En junio de 1930, el metropolitano Evlogio (Georgievski) junto con las parroquias y el clero subordinados decidió salir de la jurisdicción del Patriarcado de Moscú. Sin embargo, seis laicos, incluidos cinco miembros de la Hermandad en nombre del santo Fotio, no apoyaron esta decisión. Informaron de su desacuerdo al metropolitano Sergio (Stragorodski), quien bendijo al metropolitano de Lituania y Vilna, Eleutherio (Bogoyavlenski), para el cuidado espiritual de aquellos que permanecieron fieles a la Iglesia Ortodoxa Rusa. Más tarde se unieron a ellos sacerdotes y el obispo Benjamín (Fedchenkov).
El 3 de enero de 1931, la Administración de las parroquias de Europa Occidental, encabezada por el metropolitano Evlogio, recibió un decreto del Patriarcado de Moscú sobre la transferencia de la Hermandad de san Fotio a su jurisdicción. El 6 de enero se emitió un decreto que prohibía al metropolitano Evlogio y nombraba al metropolitano Eleutherio como exarca de Europa Occidental.
Durante la Gran Cuaresma de 1931, el metropolitano Eleutherio visitó París en varias ocasiones y celebró en un apartamento privado. En marzo de ese mismo año, el obispo Benjamín (Fedchenkov) llevó a cabo una reunión diocesana con un pequeño grupo de emigrantes que permanecieron fieles al Patriarcado de Moscú. Se tomó la decisión de crear una parroquia, y en la rue Pétel, 5 se alquiló un local que anteriormente había servido como sótano de una fábrica de bicicletas. La iglesia se ubicó en el sótano.
La iglesia, de acuerdo con el estatuto de la Hermandad de san Fotio, recibió un doble nombre: en honor a los Tres maestros y santos universales (Basilio el Grande, Gregorio el Teólogo e Ignacio de Antioquía) y al santo Tikhon de Zadonsk, lo que simbolizaba la fidelidad a la Ortodoxia Universal y a la Iglesia Ortodoxa Rusa. En la iglesia se consagraron dos altares. En la planta superior se habilitó un comedor y celdas monásticas. El obispo Benjamín fue el inspirador de esta iniciativa. El primer servicio religioso tuvo lugar en Pascua de 1931.
Desde 1931, la iglesia comenzó a funcionar como una editorial, publicando literatura espiritual y educativa. Gracias a los esfuerzos del obispo Benjamín y los feligreses, se adquirió el ícono de la Madre de Dios de Iver, que había sido sacado de Moscú por el ejército de Napoleón en 1812.
La iglesia recibió el estatus de residencia patriarcal y se hizo conocida como la residencia de los Tres Santos. En el piso superior se estableció una imprenta en nombre del padre Juan de Kronstadt. En 1933, Leonid Uspenski y Georgiy Krug pintaron el primer iconostasio de la parroquia a petición del archimandrita Afanasio (Nechayev).
En marzo de 1934, el obispo Benjamín se fue a EE. UU., y el nuevo rector fue el archimandrita Afanasio (Nechayev), quien falleció en 1943. Desde 1946, la iglesia de la residencia se convirtió en la catedral del exarcado de Europa Occidental de la Iglesia Ortodoxa Rusa.

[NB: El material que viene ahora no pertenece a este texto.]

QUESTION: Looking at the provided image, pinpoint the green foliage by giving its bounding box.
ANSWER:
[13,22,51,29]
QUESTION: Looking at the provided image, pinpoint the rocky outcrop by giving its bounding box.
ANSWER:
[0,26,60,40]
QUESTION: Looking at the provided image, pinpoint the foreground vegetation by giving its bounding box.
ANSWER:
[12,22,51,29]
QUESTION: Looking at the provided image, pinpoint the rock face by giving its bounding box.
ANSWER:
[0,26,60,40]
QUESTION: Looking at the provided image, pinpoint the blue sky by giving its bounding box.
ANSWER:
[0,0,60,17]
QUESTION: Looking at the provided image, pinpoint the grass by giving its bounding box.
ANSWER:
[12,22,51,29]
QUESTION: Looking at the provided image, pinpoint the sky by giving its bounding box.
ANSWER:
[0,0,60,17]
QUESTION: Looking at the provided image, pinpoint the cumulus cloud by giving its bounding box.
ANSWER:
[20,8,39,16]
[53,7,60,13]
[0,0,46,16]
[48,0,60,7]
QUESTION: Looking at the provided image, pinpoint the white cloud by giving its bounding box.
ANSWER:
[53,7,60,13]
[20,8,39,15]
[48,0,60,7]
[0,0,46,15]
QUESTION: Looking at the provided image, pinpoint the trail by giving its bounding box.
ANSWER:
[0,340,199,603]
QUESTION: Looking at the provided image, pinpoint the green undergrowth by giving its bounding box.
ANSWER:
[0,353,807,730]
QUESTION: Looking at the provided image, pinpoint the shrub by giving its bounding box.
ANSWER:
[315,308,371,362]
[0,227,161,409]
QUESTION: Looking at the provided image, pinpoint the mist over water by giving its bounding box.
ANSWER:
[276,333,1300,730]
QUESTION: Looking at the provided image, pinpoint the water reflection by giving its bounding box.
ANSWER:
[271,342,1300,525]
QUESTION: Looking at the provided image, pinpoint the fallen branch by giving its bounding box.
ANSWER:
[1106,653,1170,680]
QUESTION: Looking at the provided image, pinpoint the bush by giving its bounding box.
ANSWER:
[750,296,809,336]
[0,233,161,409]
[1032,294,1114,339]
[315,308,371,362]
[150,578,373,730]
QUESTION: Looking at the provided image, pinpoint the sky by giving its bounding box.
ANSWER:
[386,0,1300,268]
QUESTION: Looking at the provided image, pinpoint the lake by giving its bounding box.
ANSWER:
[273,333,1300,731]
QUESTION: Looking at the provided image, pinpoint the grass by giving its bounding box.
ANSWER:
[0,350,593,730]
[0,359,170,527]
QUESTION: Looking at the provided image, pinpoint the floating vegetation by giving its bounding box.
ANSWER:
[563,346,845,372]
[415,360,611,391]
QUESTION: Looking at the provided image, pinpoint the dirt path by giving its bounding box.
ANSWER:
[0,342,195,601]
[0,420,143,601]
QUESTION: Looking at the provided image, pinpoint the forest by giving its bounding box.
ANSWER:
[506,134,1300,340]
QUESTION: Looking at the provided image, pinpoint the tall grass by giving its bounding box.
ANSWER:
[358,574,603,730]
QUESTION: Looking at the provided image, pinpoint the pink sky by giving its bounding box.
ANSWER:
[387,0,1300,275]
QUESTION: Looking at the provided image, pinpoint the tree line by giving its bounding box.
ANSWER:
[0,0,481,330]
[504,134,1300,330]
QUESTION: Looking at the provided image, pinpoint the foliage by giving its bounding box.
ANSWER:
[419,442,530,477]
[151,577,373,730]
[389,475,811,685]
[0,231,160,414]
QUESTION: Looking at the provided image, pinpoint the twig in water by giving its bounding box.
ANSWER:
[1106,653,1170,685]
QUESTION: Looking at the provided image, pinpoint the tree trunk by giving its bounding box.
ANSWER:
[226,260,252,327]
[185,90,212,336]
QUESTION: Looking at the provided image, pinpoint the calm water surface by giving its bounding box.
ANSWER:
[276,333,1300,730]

En 1953, por iniciativa del obispo Nicolás (Yeremin), se abrieron cursos de teología y pastoral ortodoxa. Los estudiantes participaron en los servicios y vivieron en la iglesia.
En 1958, el edificio donde se encontraba la iglesia fue demolido. Los propietarios del terreno aceptaron ubicar la iglesia en un nuevo edificio, con la condición de que su apariencia exterior no recordara su significado sagrado. El arquitecto Mark Sala diseñó la iglesia como un "local comercial". Los cursos pastorales y la comunidad monástica se trasladaron a Vilmausson.
El interior de la iglesia, decorado en estilo ruso, fue adornado con frescos e íconos de Leonid Uspenski y el monje Grigori (Krug). Los trabajos se completaron en 1960.
En febrero de 1981, la residencia celebró su 50 aniversario. Las festividades fueron presididas por el metropolitano de Minsk y Bielorrusia, Filaret (Varkhomeev).
A finales de 2003 y principios de 2004, el arzobispo Inocencio (Vasiliev) llevó a cabo una renovación importante de la iglesia de los Tres Santos.
El 12 de febrero de 2016, se celebró un concierto de música espiritual en el Gran Salón del Ayuntamiento del 15º distrito de París, dedicado al 85 aniversario de la fundación de la residencia de los Tres Santos.